ENH: Extend coverage for benchmark of np.unique #29621

math-hiyoko · 2025-08-25T04:37:47Z

Following the discussion in #29537 (comment), this PR expands our np.unique benchmarks beyond small float arrays to better reflect real-world usage.
In particular, it adds complex and string inputs, tests a wider range of sizes, and varies the proportion of distinct values.

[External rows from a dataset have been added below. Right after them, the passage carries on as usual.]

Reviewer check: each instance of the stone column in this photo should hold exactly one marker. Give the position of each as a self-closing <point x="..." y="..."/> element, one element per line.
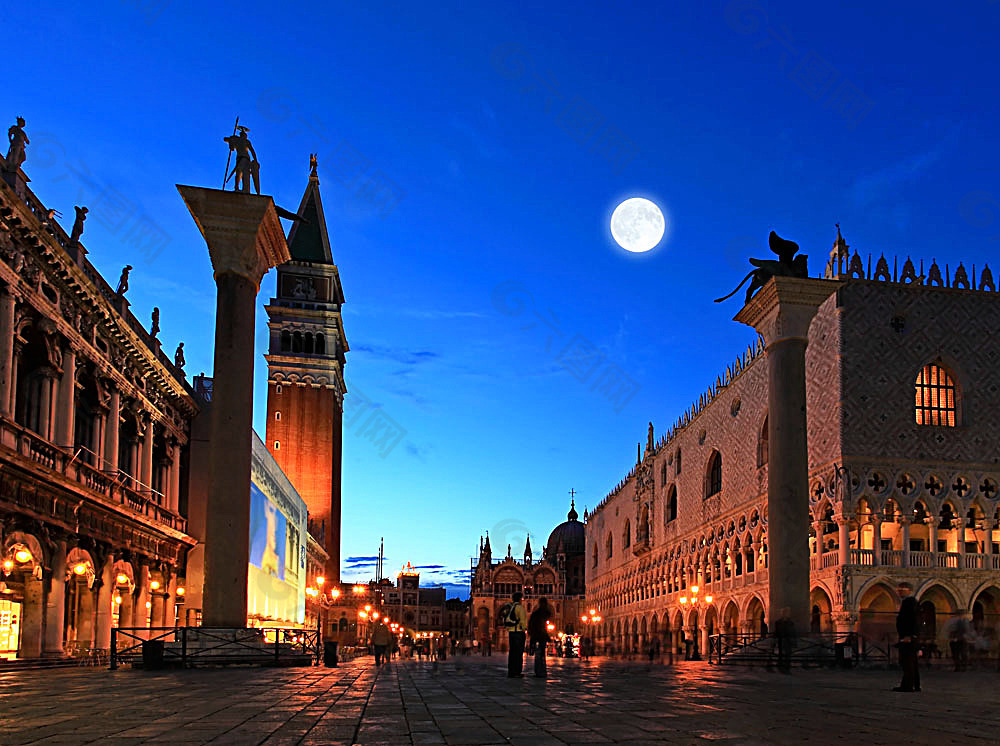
<point x="32" y="613"/>
<point x="45" y="406"/>
<point x="781" y="312"/>
<point x="245" y="239"/>
<point x="102" y="636"/>
<point x="55" y="602"/>
<point x="146" y="458"/>
<point x="111" y="425"/>
<point x="876" y="540"/>
<point x="66" y="406"/>
<point x="904" y="527"/>
<point x="844" y="539"/>
<point x="7" y="301"/>
<point x="932" y="524"/>
<point x="175" y="480"/>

ngoldbaum · 2025-08-25T21:24:43Z

I tried running the benchmarks locally using this PR but couldn't actually finish running them. Can you make sure that these can complete in a reasonable amount of time? For reference, the current Unique benchmarks on main complete in about 10 seconds on my development machine. I was waiting at least two minutes before I killed the benchmark run on this PR.

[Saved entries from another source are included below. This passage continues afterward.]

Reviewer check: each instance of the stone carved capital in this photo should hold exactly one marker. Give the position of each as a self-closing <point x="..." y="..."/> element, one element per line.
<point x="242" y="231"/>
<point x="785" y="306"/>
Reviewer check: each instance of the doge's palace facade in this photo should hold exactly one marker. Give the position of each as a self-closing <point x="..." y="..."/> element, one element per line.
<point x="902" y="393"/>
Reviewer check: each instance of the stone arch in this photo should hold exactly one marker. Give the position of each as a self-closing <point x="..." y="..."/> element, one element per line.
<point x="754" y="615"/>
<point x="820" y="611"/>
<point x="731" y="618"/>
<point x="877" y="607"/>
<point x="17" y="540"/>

You can run a "quick" version of the benchmarks you modified locally with this command:

spin bench --version --quick -t Unique

math-hiyoko · 2025-08-26T14:50:57Z

I trimmed the parameter grid (fewer nans ratios) in order to reduce the number of repetitions per case. With these changes the Unique benchmarks complete in about 6-7 minutes on my machine.

$ time spin bench --quick -t Unique
...
real    6m39.247s
user    6m16.166s
sys     0m10.816s

math-hiyoko · 2025-08-27T04:37:06Z

For large StringDType arrays, a single trial can take several seconds, so keeping the entire benchmark run to ~10 seconds while still collecting meaningful measurements is difficult.

mattip · 2025-08-27T07:28:50Z

This is run for every PR in CI, so keeping the time down is critical. The whole benchmark CI run now takes 20 minutes in this PR, where previously it took about 5-6 minutes.

benchmarks/benchmarks/bench_lib.py

ngoldbaum · 2025-08-29T16:26:04Z

@math-hiyoko I know you're more concerned with getting the performance improvement merged than this. I'll try to set aside some time to suggest how to trim down on the parameterization or data size to get a more reasonable benchmark.

Unfortunately benchmark is difficult and the numpy benchmarks are imperfect. We might have to err on the side of missing stuff just to have a benchmark suite that developers can run and iterate on in a reasonable amount of time.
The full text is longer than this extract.